Cooking with Katherine: Ginger Salmon

Since coming to Japan, more specifically since not living at home or in a dorm, I have become even more interesting in cooking shows like Top Chef and Hell’s Kitchen. While one can hardly call these two shows good teachers in terms of how to cook, you have to admit that they do provide some creative ways to approaching food. More than once I have used a combination, whether it be unusual or not, of spices and produce I saw on the show in my own cooking to come up with some “original” recipes of my own.

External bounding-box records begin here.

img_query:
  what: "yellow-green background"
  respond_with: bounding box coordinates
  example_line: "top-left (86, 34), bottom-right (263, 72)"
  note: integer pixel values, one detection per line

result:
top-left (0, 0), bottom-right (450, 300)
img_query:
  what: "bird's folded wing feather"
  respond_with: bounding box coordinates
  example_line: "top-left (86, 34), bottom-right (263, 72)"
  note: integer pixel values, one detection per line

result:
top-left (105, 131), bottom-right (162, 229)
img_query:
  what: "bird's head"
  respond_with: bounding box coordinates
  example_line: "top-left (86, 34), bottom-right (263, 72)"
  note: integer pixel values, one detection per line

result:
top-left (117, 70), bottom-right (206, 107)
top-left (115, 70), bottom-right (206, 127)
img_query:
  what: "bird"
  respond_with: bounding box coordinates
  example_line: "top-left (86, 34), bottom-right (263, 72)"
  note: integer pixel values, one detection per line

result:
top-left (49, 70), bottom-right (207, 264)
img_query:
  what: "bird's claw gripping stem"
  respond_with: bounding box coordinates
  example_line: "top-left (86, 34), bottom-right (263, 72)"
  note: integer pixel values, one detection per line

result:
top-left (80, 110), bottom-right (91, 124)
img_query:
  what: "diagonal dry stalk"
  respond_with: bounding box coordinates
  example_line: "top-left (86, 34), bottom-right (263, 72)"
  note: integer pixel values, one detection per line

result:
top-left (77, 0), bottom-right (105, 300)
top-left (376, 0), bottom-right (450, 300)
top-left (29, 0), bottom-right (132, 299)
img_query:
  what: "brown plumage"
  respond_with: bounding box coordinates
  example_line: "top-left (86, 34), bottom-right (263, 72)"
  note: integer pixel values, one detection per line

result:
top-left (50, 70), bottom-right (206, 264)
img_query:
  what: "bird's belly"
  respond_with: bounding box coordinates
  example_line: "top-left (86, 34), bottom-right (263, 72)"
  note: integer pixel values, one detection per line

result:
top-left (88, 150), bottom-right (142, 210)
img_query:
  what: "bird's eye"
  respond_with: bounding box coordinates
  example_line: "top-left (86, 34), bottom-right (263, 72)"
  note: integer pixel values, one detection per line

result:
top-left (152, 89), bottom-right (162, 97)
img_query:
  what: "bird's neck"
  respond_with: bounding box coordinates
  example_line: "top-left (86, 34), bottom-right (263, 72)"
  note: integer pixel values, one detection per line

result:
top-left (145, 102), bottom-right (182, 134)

Anyway, what I thought I would do is share some of the recipes that were deemed successes by a pretty easy to please judge: Jun. Maybe this will become a feature on this blog, and maybe it won’t. I will try to do a balance of recipes, ie not just ingredients that are easily found in Japan, but you will probably see a lot more “Japanese” food than not.

First up is a dish that I found on one of my favorite cooking sites,

ginger salmon with asparagus

Ginger Salmon
2 teaspoons olive oil
1 tablespoon honey
1 tablespoon Dijon mustard
2 teaspoons grated fresh ginger
1 pound salmon fillets

Preheat oven to 350 degrees F (175 degrees C).
In a small bowl, blend olive oil, honey, Dijon mustard and ginger
Brush salmon fillets evenly with the olive oil mixture.
Place in a medium baking dish.
Bake 15 to 20 minutes in the preheated oven, until the fish flakes easily with a fork.

I accidentally put too much ginger into the mixture, but it ended up tasting pretty good. Next time I would like to let the salmon marinade in the sauce for a little (about 8 hours) instead of immediately putting it into the oven. I also wish that the sauce had been a little more runny so the flavor could spread to the asparagus and rice as well. This could have been because I put too much ginger in, but I have a feeling it was because of the type of mustard I used. I used Maille‘s brand of Dijon mustard and it did not “melt” the way I had hoped it would in the oven. I think next time I would like to use some honey Dijon instead. I think the flavors would be a lot richer that way. Then again, I like the flavor of honey Dijon to other mustards. I also might try adding some balsamic vinegar into the sauce. I have found balsamic vinegar to be a great addition to almost any sauce.

Rating out of 5

I served the salmon over some asparagus that I boiled the ends in a covered pot for 8 minutes or so. Probably the best asparagus I have made ever. I think the trick was that once I had cut the ends, I then took the knife and made a X shaped slit in the bottom so that the asparagus could absorb the boiling water and thus making it more tender. As no Japanese meal is complete without rice, I put some on the side.